Gesamtspielzeit: 195:00

Internet:

Händel-Festspiele Karlsruhe



KONKURRENZ BELEBT

Für ein Star-Theater par excellence legte Händel seine Oper “Alessandro” an: Neben dem Kastraten Senesino wurde Faustina Bordoni engagiert, die sich – wie zu erwarten – einen werbewirksamen Zickenkrieg mit der hauseigenen Diva Francesca Cuzzoni lieferte. Händel befeuerte diesen Krieg, indem er allen drei Protagonisten eine enge Abfolge halsbrecherischer Arien auf den Leib komponierte und sie so zu Spitzenleistungen trieb.

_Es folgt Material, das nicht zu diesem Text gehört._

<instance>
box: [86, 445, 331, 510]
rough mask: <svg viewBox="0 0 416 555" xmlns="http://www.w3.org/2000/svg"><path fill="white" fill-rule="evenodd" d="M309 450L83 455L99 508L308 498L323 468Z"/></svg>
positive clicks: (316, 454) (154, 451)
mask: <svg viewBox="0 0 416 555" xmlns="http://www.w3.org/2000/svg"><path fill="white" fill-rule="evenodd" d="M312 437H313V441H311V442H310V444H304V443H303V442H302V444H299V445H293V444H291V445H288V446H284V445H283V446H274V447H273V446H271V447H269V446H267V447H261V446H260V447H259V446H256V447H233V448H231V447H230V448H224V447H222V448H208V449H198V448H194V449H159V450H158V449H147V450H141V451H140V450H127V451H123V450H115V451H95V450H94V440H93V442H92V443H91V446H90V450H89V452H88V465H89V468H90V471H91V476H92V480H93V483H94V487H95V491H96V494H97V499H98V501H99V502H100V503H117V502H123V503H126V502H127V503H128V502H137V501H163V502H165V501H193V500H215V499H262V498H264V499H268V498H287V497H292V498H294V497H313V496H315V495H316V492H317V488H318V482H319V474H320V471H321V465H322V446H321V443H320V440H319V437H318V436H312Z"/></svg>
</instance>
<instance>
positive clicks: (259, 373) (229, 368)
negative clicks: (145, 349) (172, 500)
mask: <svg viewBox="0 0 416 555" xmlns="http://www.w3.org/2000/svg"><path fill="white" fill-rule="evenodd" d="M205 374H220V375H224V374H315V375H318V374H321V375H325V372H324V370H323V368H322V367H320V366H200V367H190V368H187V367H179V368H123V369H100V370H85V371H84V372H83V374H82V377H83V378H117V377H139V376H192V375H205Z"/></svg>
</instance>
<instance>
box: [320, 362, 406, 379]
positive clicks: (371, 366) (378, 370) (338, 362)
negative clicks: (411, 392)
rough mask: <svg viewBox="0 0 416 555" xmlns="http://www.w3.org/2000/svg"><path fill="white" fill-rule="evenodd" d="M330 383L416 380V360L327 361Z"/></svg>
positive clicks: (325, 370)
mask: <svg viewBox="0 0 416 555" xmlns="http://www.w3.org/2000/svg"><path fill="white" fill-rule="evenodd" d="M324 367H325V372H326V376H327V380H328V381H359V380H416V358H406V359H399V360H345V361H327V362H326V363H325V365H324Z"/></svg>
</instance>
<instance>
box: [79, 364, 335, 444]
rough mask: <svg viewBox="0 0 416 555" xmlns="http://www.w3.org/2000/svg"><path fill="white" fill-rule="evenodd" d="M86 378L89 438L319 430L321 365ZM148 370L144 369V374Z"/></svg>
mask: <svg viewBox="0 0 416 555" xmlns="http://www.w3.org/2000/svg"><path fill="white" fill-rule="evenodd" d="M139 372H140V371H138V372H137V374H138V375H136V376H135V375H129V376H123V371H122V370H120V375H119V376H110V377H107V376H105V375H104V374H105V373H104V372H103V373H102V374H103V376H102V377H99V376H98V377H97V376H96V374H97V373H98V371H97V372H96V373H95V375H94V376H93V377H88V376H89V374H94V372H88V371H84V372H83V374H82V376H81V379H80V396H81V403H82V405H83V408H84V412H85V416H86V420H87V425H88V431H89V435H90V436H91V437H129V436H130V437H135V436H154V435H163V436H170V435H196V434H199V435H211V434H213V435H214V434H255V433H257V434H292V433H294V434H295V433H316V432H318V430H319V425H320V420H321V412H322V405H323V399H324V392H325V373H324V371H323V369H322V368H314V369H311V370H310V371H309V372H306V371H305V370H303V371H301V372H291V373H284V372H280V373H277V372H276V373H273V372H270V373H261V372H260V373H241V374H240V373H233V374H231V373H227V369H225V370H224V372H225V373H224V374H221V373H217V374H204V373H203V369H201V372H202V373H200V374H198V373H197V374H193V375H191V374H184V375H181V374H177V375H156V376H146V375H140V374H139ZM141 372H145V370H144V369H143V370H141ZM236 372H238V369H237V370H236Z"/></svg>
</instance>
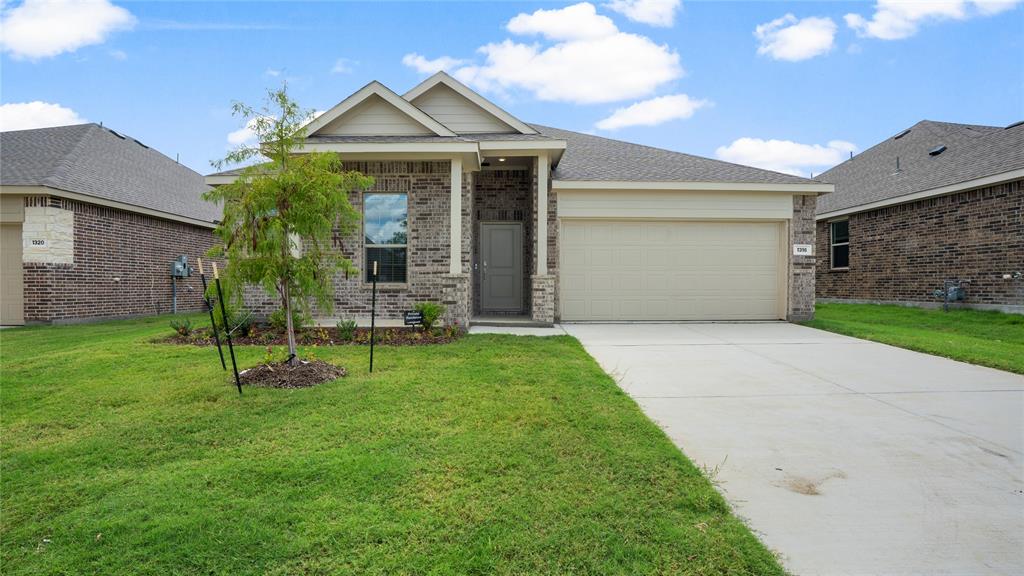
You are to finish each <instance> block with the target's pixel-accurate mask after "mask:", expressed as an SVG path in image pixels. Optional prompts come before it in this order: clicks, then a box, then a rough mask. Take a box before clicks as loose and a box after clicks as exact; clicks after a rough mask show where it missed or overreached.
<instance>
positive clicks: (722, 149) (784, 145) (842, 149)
mask: <svg viewBox="0 0 1024 576" xmlns="http://www.w3.org/2000/svg"><path fill="white" fill-rule="evenodd" d="M856 151H857V147H856V145H853V143H850V142H848V141H843V140H831V141H829V142H828V143H827V145H825V146H821V145H806V143H800V142H795V141H792V140H776V139H770V140H764V139H761V138H737V139H735V140H733V141H732V143H730V145H728V146H723V147H719V148H718V150H716V151H715V156H716V157H717V158H718V159H720V160H725V161H728V162H735V163H737V164H745V165H748V166H756V167H758V168H764V169H766V170H775V171H776V172H785V173H787V174H796V175H799V176H806V175H808V173H809V172H810V171H811V170H812V169H814V170H815V172H817V171H821V170H824V169H826V168H830V167H833V166H835V165H837V164H839V163H840V162H843V161H844V160H846V159H847V158H849V156H850V153H851V152H856Z"/></svg>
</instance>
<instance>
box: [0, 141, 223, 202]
mask: <svg viewBox="0 0 1024 576" xmlns="http://www.w3.org/2000/svg"><path fill="white" fill-rule="evenodd" d="M0 183H3V184H4V186H45V187H49V188H53V189H57V190H63V191H67V192H73V193H77V194H82V195H85V196H91V197H94V198H98V199H103V200H112V201H116V202H121V203H124V204H128V205H131V206H137V207H140V208H147V209H150V210H157V211H160V212H164V213H167V214H170V215H176V216H184V217H188V218H193V219H197V220H203V221H207V222H212V221H213V220H215V219H218V218H219V217H220V213H221V212H220V208H219V207H218V206H216V205H215V204H211V203H209V202H206V201H205V200H203V199H202V195H203V193H204V192H206V191H207V190H209V187H207V186H206V183H205V182H204V180H203V175H202V174H200V173H198V172H196V171H194V170H191V169H189V168H188V167H186V166H183V165H181V164H179V163H177V162H175V161H174V160H171V159H170V158H168V157H166V156H164V155H163V154H161V153H159V152H157V151H156V150H153V149H151V148H147V147H145V146H144V145H142V143H140V142H138V141H137V140H134V139H132V138H130V137H125V136H122V135H119V134H117V133H115V132H114V131H112V130H110V129H108V128H103V127H101V126H99V125H98V124H78V125H74V126H57V127H53V128H38V129H34V130H15V131H10V132H0Z"/></svg>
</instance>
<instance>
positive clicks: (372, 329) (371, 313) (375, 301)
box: [370, 260, 377, 373]
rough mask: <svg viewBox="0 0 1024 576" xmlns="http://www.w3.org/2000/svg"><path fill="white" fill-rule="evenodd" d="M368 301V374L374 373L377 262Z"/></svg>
mask: <svg viewBox="0 0 1024 576" xmlns="http://www.w3.org/2000/svg"><path fill="white" fill-rule="evenodd" d="M372 294H373V296H371V300H370V302H371V303H370V372H371V373H373V371H374V340H376V339H377V337H376V334H375V331H376V328H377V260H374V276H373V289H372Z"/></svg>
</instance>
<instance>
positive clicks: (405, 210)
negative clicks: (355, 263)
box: [362, 193, 409, 283]
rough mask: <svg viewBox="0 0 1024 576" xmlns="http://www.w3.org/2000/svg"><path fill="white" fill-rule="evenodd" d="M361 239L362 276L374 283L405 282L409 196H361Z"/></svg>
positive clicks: (408, 252) (408, 227) (408, 232)
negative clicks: (376, 267)
mask: <svg viewBox="0 0 1024 576" xmlns="http://www.w3.org/2000/svg"><path fill="white" fill-rule="evenodd" d="M362 237H364V244H365V250H366V260H365V261H364V266H362V268H364V270H365V271H366V272H365V273H364V275H365V278H366V280H367V282H371V281H372V280H373V275H374V262H375V261H376V262H377V282H391V283H404V282H406V280H407V260H408V258H409V196H408V195H406V194H376V193H368V194H365V195H362Z"/></svg>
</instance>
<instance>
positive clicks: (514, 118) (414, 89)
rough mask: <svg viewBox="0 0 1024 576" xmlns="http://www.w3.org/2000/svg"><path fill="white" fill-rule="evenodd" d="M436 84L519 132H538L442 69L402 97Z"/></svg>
mask: <svg viewBox="0 0 1024 576" xmlns="http://www.w3.org/2000/svg"><path fill="white" fill-rule="evenodd" d="M438 84H444V85H445V86H447V87H449V88H452V89H453V90H455V91H456V92H458V93H459V94H460V95H461V96H463V97H465V98H466V99H468V100H469V101H471V102H473V104H475V105H476V106H478V107H480V108H482V109H483V110H484V111H485V112H486V113H487V114H489V115H492V116H494V117H495V118H497V119H499V120H501V121H502V122H504V123H506V124H508V125H509V126H512V127H513V128H515V129H516V130H518V131H519V133H521V134H537V133H538V131H537V130H535V129H534V128H530V127H529V124H526V123H525V122H523V121H522V120H519V119H518V118H516V117H515V116H512V115H511V114H509V113H507V112H505V111H504V110H502V109H501V108H499V107H498V106H497V105H495V104H494V102H493V101H490V100H488V99H487V98H485V97H483V96H481V95H480V94H478V93H476V92H475V91H473V90H472V89H470V88H469V86H466V85H465V84H463V83H462V82H459V81H458V80H456V79H455V78H452V77H451V76H449V75H447V73H445V72H444V71H441V72H438V73H436V74H434V75H433V76H431V77H430V78H427V79H426V80H424V81H423V82H420V83H419V84H417V85H416V86H415V87H414V88H413V89H412V90H410V91H408V92H406V93H404V94H402V97H403V98H406V99H407V100H409V101H413V100H415V99H416V98H418V97H419V96H421V95H423V94H424V93H425V92H426V91H427V90H429V89H430V88H433V87H434V86H436V85H438Z"/></svg>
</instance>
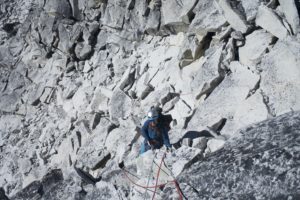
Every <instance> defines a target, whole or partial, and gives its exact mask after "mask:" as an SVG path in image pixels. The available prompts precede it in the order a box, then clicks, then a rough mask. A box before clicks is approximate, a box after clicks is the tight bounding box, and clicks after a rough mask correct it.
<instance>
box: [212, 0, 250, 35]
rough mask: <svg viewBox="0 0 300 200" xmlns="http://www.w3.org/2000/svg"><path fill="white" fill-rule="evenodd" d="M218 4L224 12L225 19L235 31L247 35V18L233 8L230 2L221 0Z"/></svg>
mask: <svg viewBox="0 0 300 200" xmlns="http://www.w3.org/2000/svg"><path fill="white" fill-rule="evenodd" d="M218 4H219V6H220V7H221V9H222V10H223V14H224V17H225V18H226V20H227V21H228V23H229V24H230V25H231V26H232V28H233V29H235V30H236V31H241V32H242V33H246V32H247V31H248V30H249V26H248V24H247V22H246V20H245V17H244V16H243V15H242V14H241V13H240V12H239V11H238V10H237V9H234V8H233V7H232V6H231V4H230V0H219V1H218Z"/></svg>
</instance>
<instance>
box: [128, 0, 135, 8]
mask: <svg viewBox="0 0 300 200" xmlns="http://www.w3.org/2000/svg"><path fill="white" fill-rule="evenodd" d="M134 6H135V0H131V1H130V3H129V5H128V10H132V9H134Z"/></svg>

Warum die Oper, die dadurch höchst unterhaltsam und für eine Barockoper vergleichsweise temporeich daherkommt, trotz der Händel-Renaissance heute kaum noch Beachtung findet, ist ein Rätsel. Die letzte Einspielung datiert von 1984 (Kuijken, dhm). Nun, dafür folgen 2012 gleich zwei dicht aufeinander, der Konkurrenzgedanke lebt also weiter: Den Auftakt macht ein Live-Mitschnitt von den Händel-Festspielen in Karlsruhe, der jetzt bei PAN Classics erschienen ist.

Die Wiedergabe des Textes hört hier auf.